Tawil reports that on July 17, journalist Akil Awawdeh wrote something criticizing the spokesman for the P.A. security forces for claiming that the P.A. does not arrest anybody based on their political affiliations. Within hours, the P.A. security forces arrested him.
Later that month, journalist Sami Al-Sa’i was arrested by P.A. police for daring to disagree with the P.A. on social media. And it was not the first time. “Because of his repeated incarcerations, he has been unable to find work,” Tawil reports. “Recently, to support his family, he has been selling juice on the streets of Tulkarm.”
A video posted on social media in August showed P.A. security men beating a journalist named Nidal al-Natsheh. “His crime,” according to Tawil, was that “he tried to report about a protest by university students against human-rights violations committed by the Palestinian Authority.”
Tawil is not alone in recording these outrages. According to Amnesty International’s latest annual report, “Palestinian authorities in the West Bank and the Gaza Strip continued to heavily restrict freedom of expression, association and assembly. They also held scores of people in arbitrary detention and subjected many to torture and other ill-treatment.

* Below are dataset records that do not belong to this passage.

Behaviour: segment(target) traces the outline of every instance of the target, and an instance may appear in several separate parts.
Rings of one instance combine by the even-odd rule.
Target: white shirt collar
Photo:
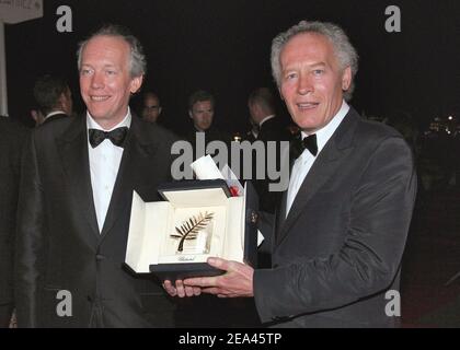
[[[329,139],[332,137],[334,131],[338,128],[342,120],[345,118],[346,114],[349,110],[348,104],[345,100],[342,102],[341,109],[338,109],[337,114],[327,122],[326,126],[318,130],[317,132],[317,144],[318,144],[318,153],[321,152],[323,147],[327,143]],[[302,138],[307,137],[307,133],[302,131]]]
[[[67,114],[67,113],[64,112],[64,110],[53,110],[45,116],[45,120],[48,119],[49,117],[54,116],[54,115],[57,115],[57,114]]]
[[[273,119],[273,118],[275,118],[275,115],[274,115],[274,114],[272,114],[272,115],[269,115],[269,116],[266,116],[265,118],[263,118],[263,119],[261,120],[261,122],[258,122],[258,127],[262,127],[262,125],[263,125],[265,121],[267,121],[267,120],[269,120],[269,119]]]
[[[87,127],[88,127],[88,129],[99,129],[99,130],[104,130],[104,131],[112,131],[112,130],[114,130],[116,128],[119,128],[119,127],[128,127],[129,128],[131,126],[131,119],[133,119],[131,110],[129,109],[129,106],[128,106],[128,112],[126,113],[125,118],[120,122],[118,122],[116,126],[111,128],[110,130],[104,130],[104,128],[101,127],[97,124],[97,121],[94,120],[94,118],[91,116],[90,112],[87,110]]]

Justice for serious human rights violations remained elusive.”
Human Rights Watch concurs: “The Palestinian Authority in the West Bank and Hamas in Gaza arbitrarily arrest dissidents and torture Palestinians in their custody.” HRW also points out that the P.A.’s laws “discriminate against women, including in relation to marriage, divorce, custody of children, and inheritance.” In addition, “[the P.A.] has no comprehensive domestic violence law.”
HRW also recently reported that “several social and cultural events in the West Bank were canceled following threats against organizers.” That statement on the HRW website links to a report by a Palestinian advocacy group that the P.A. police, instead of protecting the events and pursuing those who threatened them, instead canceled the events by “invoking the issue of ‘homosexual’ orientations.”

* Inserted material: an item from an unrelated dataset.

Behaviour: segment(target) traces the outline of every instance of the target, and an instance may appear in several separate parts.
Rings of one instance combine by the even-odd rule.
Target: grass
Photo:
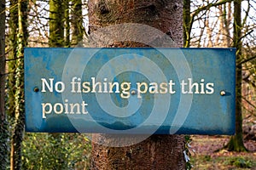
[[[199,170],[256,170],[256,151],[250,152],[229,152],[222,148],[229,140],[227,136],[194,136],[192,137],[192,148],[196,153],[190,156],[193,169]],[[256,143],[253,143],[255,144]]]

While the international community has ignored the P.A. police trampling on gay rights, it has also forgotten that it was the Israeli police who protected the recent Pride Parade in Jerusalem and arrested the handful of people who made threats against it.
And what about free and fair elections—the very essence of a democratic society? P.A. leader Mahmoud Abbas, 87, is now in the 18th year of his four-year term. The last election to its parliament was in 2006.
The idea that a Palestinian state would be democratic is a joke. The P.A. and Hamas, which has run the Gaza Strip since 2007, trample on civil rights daily. They arrest and torture dissidents, crush unions, relegate women to second-class status and refuse to hold democratic elections.
So, despite Biden’s lofty talk about democracy, the Palestinian state he is proposing to establish would be a brutal totalitarian state. The Middle East is already full of vicious dictatorships. Does the world really need another one?